I was immediately gripped by the central character - Eleanor Courtenay, impoverished ward of Lord Edmund Beaufort (grandson of John of Gaunt) - who is sold off in marriage to a wealthy Yorkshire sheep farmer and wool merchant who wants to trade his money for a bit of spit-and-polish and some aristocratic influence. The gently born and educated Eleanor is transported to a filthy northern farmhouse and bears four children in three years. Eleanor's courage and sheer bloody-mindedness win in the end, but the influential connection she brings with her also carries obligations that are not always comfortable. She and her husband find themselves caught up in the civil war and torn between allegiance to the Lancastrian Beauforts or to Richard of York. Eleanor's private loyalties prove costly.

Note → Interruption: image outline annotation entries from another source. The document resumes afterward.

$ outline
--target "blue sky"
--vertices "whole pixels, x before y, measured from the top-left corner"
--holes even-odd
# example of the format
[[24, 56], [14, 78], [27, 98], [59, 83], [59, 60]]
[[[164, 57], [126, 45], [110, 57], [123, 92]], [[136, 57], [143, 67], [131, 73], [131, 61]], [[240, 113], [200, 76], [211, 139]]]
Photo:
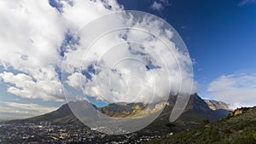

It's been a very good read with accurate historical detail - a wonderful insight into the way women had to live - enduring superstition and prejudice and almost continual child-bearing. I also liked the way that Eleanor's character developed through the book as she aged and was changed by circumstance. I'm off now to down-load the next book, The Dark Rose, to follow the fortunes of Eleanor's grandchildren. There are 35 books altogether, bringing the family's fortunes up to the present day, so I expect to have to pick and choose a bit, but there are some readers who have read every one and are totally addicted!

I might also follow Random Jottings' suggestion and write to the the publishers to protest about their actions - it's time Readers started to make publishers aware of what they want.